The bark of a giant sequoia may be the thickest of any tree we know—on some specimens the outer layer of bark measures over two feet thick at the base. This formidable exterior provides the trees with super-powered protection. Their bark also doesn’t contain any flammable pitch or resin, and if it were to ignite in a forest fire, the girth would slow flames from reaching the wood inside.

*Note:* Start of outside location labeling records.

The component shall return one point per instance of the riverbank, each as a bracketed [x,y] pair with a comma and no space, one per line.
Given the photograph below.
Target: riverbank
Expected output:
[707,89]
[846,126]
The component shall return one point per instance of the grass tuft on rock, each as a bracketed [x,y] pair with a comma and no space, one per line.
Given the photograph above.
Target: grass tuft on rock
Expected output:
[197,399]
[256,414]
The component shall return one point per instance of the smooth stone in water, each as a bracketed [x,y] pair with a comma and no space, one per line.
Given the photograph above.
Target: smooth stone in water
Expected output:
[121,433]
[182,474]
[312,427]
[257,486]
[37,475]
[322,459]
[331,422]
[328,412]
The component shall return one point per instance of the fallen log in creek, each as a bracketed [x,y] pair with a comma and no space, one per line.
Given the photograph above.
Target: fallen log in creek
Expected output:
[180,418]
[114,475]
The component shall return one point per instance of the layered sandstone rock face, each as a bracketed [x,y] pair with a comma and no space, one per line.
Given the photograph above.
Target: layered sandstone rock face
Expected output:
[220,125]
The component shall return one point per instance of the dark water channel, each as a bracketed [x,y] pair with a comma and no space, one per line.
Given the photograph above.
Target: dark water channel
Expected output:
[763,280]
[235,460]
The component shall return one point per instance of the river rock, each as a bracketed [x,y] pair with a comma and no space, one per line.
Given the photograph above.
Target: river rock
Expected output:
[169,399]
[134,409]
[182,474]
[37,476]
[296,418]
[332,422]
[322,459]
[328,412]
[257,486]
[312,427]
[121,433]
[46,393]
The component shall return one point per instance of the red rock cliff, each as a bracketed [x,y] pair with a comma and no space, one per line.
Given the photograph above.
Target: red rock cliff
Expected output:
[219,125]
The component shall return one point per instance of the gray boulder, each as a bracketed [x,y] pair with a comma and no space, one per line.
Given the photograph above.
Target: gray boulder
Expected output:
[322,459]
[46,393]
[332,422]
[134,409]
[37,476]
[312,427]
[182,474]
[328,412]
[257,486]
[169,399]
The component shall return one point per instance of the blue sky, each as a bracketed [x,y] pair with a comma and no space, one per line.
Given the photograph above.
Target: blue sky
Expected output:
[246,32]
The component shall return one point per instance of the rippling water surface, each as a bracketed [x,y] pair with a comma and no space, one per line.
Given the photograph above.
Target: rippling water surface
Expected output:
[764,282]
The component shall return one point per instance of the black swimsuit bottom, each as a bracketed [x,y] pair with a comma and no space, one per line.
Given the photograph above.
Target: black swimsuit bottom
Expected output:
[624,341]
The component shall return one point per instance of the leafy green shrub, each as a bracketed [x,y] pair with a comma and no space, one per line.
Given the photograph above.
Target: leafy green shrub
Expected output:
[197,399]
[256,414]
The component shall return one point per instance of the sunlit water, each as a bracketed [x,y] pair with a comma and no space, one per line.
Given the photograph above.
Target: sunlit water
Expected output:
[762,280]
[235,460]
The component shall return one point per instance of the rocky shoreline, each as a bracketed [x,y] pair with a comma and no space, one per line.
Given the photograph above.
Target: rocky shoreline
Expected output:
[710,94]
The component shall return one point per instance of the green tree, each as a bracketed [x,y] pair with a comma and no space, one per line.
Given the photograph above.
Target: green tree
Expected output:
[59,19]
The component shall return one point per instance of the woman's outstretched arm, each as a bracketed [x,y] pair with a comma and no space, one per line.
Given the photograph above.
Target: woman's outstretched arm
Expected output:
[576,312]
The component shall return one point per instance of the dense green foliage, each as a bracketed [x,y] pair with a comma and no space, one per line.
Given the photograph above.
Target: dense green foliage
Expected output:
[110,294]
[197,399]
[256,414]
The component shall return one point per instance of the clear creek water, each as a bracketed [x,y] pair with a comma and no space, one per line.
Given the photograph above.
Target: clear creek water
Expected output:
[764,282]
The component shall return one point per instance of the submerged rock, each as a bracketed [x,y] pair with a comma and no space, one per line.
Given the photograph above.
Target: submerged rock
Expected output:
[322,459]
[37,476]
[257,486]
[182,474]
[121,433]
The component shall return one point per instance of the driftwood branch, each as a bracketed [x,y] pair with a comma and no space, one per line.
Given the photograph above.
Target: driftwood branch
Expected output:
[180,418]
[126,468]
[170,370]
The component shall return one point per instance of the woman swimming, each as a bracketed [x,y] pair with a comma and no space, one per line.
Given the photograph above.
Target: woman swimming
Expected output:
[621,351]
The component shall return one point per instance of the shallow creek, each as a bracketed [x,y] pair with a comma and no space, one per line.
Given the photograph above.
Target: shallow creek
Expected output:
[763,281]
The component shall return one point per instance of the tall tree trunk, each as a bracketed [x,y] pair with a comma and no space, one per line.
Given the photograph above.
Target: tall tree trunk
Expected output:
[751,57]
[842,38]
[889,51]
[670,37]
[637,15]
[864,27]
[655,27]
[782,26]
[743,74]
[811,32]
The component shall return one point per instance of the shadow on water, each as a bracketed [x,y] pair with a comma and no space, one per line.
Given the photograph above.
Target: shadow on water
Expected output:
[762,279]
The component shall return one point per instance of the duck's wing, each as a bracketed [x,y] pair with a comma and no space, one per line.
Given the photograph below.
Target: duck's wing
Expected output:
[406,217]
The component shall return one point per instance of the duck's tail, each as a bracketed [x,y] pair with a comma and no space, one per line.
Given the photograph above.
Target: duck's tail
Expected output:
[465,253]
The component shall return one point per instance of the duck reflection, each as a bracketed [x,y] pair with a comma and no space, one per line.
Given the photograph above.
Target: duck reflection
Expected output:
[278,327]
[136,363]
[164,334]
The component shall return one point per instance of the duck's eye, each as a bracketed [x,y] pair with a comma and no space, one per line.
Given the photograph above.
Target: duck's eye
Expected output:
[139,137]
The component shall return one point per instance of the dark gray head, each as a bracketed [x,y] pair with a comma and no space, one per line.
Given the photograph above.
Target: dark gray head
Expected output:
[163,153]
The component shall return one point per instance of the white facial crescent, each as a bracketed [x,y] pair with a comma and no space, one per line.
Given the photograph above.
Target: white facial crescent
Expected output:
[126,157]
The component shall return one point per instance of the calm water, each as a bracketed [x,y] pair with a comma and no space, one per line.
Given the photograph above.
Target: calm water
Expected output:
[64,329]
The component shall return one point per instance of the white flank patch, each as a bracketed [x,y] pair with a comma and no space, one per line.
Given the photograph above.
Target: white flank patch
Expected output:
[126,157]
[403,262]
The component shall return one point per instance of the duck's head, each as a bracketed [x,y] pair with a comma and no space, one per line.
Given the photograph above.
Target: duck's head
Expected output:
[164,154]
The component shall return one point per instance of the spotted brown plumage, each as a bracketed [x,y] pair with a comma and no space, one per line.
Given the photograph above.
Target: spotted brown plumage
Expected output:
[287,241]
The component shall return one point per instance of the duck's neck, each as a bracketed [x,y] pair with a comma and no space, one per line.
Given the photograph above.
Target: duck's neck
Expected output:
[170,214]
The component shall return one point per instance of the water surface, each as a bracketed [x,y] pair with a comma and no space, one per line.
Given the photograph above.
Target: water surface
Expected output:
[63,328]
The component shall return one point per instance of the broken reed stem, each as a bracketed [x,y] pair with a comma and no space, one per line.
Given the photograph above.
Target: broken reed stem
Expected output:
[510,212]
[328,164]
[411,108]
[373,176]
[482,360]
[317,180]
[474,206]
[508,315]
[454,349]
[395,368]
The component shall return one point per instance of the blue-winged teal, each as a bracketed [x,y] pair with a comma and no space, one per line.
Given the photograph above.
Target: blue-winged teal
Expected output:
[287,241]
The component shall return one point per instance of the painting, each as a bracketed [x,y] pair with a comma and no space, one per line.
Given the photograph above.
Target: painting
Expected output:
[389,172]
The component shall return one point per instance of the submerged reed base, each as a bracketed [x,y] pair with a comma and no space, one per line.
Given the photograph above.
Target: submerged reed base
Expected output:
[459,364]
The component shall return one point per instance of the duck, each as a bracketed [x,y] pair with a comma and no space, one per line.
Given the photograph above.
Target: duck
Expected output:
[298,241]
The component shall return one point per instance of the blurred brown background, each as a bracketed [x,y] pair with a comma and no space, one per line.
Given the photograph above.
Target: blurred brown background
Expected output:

Prescribed fire smoke at Sequoia National Park. Image credit: Daniel Mayer via Wikimedia Commons // CC BY 2.0

Giant sequoias not only can survive forest fires, they thrive on them. When a sequoia grove catches fire, the heat opens up cones on the forest floor and releases the seeds inside. The blaze eats up any brush or deadwood that’s accumulated on the ground while leaving behind nutrient-rich ash in which the saplings can flourish. Forest rangers only became aware of the renewing benefits of fire a few decades ago. Prior to that, they would extinguish every flame they saw then wonder why no new sequoias were growing. Today rangers will intentionally set controlled burns to simulate the natural process.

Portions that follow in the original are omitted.